- Born: 1 January 1771 Malcesine, Republic of Venice (later the Italian Republic)
- Died: 23 August 1832 (aged 61) Paris, France
- Occupations: Translator, poet, linguist
- Known for: Italian–French dictionary, translations of Boileau

= Antonio Buttura =

Italian–French translator and writer (1771–1832)

Antonio Buttura (1771 – 23 August 1832) also known in France as Antoine Buttura was an Italian-born translator, linguist, and writer who became a French citizen. He was known for his bilingual Italian French works and for introducing major French classical literature to an Italian readership.

==Biography==
Antonio Buttura was born in the town of Malcesine on the eastern shore of Lake Garda, during the final years of the Republic of Venice.
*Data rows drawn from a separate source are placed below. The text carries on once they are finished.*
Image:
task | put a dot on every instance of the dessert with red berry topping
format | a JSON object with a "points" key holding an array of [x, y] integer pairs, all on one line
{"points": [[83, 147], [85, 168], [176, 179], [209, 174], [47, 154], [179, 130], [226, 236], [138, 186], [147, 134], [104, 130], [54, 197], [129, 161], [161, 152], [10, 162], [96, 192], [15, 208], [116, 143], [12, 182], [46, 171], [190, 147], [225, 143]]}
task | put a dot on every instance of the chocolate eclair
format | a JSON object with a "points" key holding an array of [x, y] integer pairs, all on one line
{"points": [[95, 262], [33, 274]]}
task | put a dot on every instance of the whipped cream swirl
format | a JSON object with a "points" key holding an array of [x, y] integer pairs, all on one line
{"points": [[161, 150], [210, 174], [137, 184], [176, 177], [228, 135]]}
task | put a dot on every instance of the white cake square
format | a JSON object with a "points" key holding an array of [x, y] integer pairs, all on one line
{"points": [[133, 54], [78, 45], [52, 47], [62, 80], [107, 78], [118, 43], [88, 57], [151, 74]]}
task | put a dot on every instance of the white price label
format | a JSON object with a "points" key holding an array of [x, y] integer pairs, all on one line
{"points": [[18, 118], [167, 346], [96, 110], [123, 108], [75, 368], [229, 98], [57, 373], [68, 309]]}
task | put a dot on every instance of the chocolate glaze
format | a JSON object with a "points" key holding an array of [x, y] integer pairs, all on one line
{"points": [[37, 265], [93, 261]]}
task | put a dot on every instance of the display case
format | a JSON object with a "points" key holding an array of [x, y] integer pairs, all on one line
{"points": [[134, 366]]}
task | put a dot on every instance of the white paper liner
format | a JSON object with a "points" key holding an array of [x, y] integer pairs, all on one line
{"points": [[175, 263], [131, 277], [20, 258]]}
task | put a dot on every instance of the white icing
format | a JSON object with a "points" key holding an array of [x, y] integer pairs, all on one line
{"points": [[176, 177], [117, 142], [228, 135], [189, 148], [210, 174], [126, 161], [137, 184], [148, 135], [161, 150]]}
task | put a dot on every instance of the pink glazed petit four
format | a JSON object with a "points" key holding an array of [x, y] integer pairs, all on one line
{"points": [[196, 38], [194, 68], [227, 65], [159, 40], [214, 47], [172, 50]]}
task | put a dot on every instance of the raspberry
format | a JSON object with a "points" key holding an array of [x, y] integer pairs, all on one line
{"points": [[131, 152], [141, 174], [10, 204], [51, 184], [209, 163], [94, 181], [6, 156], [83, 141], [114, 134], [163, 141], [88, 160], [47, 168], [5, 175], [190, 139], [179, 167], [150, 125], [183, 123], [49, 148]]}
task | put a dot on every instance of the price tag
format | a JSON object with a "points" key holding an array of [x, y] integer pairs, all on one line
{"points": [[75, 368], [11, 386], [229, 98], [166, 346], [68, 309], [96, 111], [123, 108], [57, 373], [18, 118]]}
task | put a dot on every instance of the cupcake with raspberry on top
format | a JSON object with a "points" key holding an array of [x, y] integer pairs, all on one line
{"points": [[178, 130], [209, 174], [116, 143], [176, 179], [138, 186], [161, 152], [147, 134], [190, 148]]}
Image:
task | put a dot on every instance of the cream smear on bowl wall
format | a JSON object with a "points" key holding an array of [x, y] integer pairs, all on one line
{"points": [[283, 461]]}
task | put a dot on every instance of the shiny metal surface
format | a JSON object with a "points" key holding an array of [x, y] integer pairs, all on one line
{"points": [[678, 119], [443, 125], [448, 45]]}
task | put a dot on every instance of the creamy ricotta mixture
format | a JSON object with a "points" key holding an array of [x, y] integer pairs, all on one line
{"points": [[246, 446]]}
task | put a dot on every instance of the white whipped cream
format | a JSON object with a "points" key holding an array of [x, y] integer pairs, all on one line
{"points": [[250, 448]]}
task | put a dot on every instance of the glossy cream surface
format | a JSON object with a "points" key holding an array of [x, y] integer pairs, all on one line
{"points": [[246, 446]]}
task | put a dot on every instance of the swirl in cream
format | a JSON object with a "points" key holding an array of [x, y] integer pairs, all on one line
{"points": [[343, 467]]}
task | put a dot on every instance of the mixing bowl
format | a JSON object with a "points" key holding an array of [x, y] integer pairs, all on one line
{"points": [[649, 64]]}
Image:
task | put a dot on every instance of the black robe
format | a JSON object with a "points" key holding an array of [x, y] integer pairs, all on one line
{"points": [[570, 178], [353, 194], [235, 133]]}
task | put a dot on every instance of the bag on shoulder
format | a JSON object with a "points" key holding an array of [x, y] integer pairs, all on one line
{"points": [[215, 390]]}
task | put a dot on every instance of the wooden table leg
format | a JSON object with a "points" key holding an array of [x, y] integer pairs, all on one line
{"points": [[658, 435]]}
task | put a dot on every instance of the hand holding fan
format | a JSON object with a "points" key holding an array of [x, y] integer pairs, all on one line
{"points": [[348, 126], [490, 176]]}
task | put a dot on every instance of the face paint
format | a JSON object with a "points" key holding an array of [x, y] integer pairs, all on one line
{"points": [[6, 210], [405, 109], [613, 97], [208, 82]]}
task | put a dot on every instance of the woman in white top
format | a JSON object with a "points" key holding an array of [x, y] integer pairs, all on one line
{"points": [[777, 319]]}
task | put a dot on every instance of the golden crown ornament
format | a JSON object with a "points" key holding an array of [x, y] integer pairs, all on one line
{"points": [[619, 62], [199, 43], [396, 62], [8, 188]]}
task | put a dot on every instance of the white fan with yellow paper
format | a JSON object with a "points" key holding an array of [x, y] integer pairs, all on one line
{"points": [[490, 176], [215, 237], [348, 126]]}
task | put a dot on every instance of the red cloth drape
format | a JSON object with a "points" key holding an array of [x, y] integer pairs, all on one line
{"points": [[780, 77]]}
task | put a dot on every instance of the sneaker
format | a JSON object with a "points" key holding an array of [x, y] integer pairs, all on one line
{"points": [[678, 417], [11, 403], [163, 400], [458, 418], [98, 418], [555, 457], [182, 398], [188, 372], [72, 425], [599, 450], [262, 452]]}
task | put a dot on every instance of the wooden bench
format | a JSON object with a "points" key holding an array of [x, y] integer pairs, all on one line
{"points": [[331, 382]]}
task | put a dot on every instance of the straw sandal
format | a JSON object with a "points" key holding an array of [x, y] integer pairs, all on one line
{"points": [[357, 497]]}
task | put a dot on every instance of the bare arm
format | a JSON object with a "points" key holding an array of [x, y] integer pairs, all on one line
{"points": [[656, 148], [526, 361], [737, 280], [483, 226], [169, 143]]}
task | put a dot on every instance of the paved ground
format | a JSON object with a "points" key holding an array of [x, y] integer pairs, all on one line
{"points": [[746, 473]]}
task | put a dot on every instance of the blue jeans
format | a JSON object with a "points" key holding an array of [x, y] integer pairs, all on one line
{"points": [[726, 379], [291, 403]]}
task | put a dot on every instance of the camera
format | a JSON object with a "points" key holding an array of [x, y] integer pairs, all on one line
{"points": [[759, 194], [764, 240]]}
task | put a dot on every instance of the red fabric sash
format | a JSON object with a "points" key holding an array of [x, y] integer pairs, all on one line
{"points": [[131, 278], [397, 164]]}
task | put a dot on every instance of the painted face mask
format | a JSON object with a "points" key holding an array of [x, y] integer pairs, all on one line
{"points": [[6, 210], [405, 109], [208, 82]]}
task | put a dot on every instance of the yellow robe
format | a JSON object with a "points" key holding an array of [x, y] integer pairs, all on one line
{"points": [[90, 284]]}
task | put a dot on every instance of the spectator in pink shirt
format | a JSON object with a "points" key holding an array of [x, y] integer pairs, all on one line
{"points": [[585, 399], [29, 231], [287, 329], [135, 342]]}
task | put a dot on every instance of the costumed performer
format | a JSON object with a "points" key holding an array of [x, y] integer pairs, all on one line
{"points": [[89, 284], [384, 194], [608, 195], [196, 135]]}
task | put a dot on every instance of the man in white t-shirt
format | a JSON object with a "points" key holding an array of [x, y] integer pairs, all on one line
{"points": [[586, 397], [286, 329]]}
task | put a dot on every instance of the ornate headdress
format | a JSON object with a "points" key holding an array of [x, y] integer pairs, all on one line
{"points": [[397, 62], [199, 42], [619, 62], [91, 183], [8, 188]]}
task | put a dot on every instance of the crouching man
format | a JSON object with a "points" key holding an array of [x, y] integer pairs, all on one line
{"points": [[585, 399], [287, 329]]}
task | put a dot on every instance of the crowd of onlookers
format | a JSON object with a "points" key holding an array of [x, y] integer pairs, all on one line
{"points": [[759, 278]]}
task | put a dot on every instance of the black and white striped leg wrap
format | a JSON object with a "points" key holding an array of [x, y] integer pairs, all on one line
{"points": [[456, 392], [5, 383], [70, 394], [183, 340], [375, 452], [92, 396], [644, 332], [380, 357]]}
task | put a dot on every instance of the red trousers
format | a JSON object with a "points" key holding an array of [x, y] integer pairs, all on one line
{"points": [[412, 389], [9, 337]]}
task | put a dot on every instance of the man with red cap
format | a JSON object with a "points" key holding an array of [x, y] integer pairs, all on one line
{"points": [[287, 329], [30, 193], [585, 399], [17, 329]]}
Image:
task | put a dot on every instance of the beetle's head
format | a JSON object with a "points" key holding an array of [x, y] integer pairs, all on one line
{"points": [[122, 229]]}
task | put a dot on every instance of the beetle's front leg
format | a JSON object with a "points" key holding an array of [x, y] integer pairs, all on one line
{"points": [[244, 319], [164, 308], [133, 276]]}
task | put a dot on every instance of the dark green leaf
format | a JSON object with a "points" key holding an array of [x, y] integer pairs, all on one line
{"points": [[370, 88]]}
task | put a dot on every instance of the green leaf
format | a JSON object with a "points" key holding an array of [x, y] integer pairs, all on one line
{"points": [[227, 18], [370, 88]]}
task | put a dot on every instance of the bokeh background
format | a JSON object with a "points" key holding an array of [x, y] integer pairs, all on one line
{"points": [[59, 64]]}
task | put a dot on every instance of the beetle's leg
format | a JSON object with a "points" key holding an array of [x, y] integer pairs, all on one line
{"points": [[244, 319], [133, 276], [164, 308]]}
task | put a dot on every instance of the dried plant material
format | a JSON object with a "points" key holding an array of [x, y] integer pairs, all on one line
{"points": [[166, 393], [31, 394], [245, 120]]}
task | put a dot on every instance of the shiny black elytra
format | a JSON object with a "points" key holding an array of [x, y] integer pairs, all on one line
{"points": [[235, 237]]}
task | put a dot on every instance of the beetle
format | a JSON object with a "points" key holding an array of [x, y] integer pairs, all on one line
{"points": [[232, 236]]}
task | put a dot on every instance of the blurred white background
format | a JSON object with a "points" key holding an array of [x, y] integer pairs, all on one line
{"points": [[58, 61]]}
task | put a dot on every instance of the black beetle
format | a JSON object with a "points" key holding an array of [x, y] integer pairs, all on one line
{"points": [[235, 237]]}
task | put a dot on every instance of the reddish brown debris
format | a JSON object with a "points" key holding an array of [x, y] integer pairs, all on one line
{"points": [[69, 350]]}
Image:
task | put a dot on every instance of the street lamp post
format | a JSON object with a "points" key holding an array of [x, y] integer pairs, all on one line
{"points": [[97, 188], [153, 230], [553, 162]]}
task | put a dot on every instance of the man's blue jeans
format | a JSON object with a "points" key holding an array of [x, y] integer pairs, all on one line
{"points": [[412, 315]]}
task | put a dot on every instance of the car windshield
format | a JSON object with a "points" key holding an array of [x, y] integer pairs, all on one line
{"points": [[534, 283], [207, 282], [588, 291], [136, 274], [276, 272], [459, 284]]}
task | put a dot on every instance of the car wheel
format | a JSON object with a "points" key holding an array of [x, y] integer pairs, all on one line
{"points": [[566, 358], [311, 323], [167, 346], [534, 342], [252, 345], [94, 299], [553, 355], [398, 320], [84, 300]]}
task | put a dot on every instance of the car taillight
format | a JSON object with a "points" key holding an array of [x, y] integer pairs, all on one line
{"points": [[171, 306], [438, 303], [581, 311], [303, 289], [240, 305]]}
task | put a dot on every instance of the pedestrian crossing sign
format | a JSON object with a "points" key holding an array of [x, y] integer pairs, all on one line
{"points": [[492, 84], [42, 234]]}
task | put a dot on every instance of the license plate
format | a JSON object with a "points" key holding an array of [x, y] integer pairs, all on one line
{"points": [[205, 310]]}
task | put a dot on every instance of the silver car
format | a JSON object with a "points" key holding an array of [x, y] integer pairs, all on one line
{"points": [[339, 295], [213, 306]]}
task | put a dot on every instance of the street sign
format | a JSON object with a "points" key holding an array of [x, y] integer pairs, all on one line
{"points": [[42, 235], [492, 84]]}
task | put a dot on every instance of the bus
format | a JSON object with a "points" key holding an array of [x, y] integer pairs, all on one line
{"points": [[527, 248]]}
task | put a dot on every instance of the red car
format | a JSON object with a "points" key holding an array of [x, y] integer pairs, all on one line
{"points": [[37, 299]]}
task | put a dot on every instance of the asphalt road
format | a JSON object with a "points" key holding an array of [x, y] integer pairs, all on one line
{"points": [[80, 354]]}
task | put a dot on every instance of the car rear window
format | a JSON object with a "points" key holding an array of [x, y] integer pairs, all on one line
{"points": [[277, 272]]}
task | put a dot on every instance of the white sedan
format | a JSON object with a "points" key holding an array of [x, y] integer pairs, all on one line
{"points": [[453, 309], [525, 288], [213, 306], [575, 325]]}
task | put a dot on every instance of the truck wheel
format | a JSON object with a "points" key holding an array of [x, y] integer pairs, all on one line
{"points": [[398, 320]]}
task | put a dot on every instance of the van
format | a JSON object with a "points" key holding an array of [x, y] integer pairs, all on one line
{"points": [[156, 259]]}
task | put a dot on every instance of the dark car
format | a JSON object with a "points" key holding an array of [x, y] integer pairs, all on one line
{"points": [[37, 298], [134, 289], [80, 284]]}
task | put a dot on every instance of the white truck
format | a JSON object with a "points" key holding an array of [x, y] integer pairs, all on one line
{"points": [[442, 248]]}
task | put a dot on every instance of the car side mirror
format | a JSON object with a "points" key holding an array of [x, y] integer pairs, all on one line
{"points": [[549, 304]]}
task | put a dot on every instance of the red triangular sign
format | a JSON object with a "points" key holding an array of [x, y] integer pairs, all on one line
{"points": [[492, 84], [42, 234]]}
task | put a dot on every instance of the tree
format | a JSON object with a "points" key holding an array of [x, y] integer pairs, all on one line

A priest by training he became involved in literary work and translation during a period of growing Franco-Italian cultural exchange in the early 19th century. After the fall of Venice he moved to France and naturalized as a French citizen where he continued publishing linguistic and literary texts until his death in Paris in 1832.

==Role during the Napoleonic period==
Buttura supported the reforms and ideals of the Napoleonic era and served briefly in clerical-administrative posts within the restructured governments of Northern Italy. After moving to Paris, he was part of a circle of intellectuals translating works and fostering literary diplomacy between France and Italy.